Mauritania is turning to Islamic finance to modernise its banking sector, trying to raise the number of people with accounts from its meagre levels today and in turn increase liquidity so banks can lend more to companies.

Many of the Islamic republic’s citizens are uncomfortable with western banking, opting for informal banking collectives or just “keeping money under the bed”, says one local banking executive.

Officials say that by encouraging Islamic finance, which follows religious principles such as bans on interest and gambling, it will entice more people to enter the formal financial sector, crucial to the wider economy.

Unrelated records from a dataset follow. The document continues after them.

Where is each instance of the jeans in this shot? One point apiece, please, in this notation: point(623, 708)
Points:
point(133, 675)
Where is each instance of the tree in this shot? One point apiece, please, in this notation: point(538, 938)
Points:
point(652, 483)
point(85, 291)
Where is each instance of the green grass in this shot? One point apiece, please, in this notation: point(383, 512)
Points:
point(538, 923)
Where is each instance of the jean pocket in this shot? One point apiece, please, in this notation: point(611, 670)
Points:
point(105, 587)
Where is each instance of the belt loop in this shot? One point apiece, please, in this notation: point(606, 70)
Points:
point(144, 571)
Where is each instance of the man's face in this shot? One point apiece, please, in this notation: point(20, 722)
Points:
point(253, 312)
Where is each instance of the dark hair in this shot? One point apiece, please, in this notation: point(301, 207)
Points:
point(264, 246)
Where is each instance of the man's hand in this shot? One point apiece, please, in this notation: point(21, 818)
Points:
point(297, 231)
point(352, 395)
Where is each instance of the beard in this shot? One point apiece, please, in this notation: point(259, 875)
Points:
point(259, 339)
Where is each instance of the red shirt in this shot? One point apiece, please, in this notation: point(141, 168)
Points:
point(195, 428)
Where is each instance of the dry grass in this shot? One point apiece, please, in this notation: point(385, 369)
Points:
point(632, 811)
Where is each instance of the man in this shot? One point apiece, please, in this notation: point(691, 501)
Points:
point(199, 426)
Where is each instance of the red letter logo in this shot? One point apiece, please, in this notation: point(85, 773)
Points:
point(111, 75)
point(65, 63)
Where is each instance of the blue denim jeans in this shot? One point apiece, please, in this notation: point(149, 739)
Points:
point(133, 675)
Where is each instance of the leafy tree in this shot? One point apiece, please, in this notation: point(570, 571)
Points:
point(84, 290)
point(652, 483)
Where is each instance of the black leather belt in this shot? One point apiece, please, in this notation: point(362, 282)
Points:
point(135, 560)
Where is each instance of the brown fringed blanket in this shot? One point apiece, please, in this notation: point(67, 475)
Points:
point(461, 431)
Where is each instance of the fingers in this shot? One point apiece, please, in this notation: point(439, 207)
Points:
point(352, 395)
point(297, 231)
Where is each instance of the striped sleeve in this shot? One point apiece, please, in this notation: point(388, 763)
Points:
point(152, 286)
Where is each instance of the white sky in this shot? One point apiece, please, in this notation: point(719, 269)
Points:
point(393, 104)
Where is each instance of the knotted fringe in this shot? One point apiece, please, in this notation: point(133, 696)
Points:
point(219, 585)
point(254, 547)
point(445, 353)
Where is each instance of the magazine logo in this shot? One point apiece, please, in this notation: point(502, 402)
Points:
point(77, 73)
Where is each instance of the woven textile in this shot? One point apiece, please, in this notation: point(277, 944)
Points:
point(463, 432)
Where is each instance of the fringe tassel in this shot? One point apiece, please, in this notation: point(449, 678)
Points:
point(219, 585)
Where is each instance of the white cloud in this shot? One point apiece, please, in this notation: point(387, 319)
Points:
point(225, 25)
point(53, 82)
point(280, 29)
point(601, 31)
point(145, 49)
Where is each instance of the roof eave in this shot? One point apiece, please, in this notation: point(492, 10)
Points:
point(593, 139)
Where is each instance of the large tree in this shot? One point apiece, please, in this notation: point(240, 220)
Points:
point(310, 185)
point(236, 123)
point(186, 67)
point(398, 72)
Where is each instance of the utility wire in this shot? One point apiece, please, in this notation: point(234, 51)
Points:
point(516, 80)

Dieng Adama Boubou, director of banking supervision at the Mauritanian central bank, says that the goal was to increase the number of people with bank accounts from 10 per cent today to 25 per cent by 2018, partly by promoting Islamic banking.

“We have a strategy of financial inclusion,” he says, adding that only 4 per cent of people had accounts in 2006. “Developing Islamic finance is a key part of that.”

Moulay Abbas, president of Banque Mauritanienne pour le Commerce International, a commercial and retail bank based in Nouakchott, says: “We are pushing more into Islamic finance, targeting traditional commercial agents who are not formally banked.”

The idea is that the push will help a still relatively under-developed financial sector. It would increase the amount of money banks hold, which would help them support the local economy by giving more long-term loans and letters of credit.

One complaint often made against the Mauritanian financial system is that it is too much driven by relationships, with tribal background and personal connections crucial to getting credit. Mr Abbas says that way of doing business is a thing of the past. “Perhaps this was true 20 years ago, but not today,” he says.

But many entrepreneurs still feel securing long-term credit is tougher than it should be. If there were more money in the system, with more consumer bank accounts, it could help alleviate the problem, say analysts.

Islamic lenders such as Banque Muamelat As Sahiha and Banque Islamique de Mauritanie have launched in Mauritania in the past few years. The country now has 15 banks and 186 branches, up from 90 in 2011.

But the industry has been tested by the low iron ore price. The IMF mission this year wrote that while there were no immediate problems “liquidity [in the banks] is declining and the sector remains vulnerable to shocks”.

The IMF urged the central bank to continue its policy of the past few years of improving the regulatory framework, which was relatively undeveloped during the period of a tough military government in the 1980s and 1990s.

European banks have been attracted to Mauritania in recent years, but have had limited success in getting a foothold. Société Générale and BNP Paribas both launched operations in the country in 2007. But BNP has since sold its stake in its Mauritanian operation to two Moroccan lenders, Attijariwafa Bank and Banque Centrale Populaire, which are turning their attention to Islamic finance.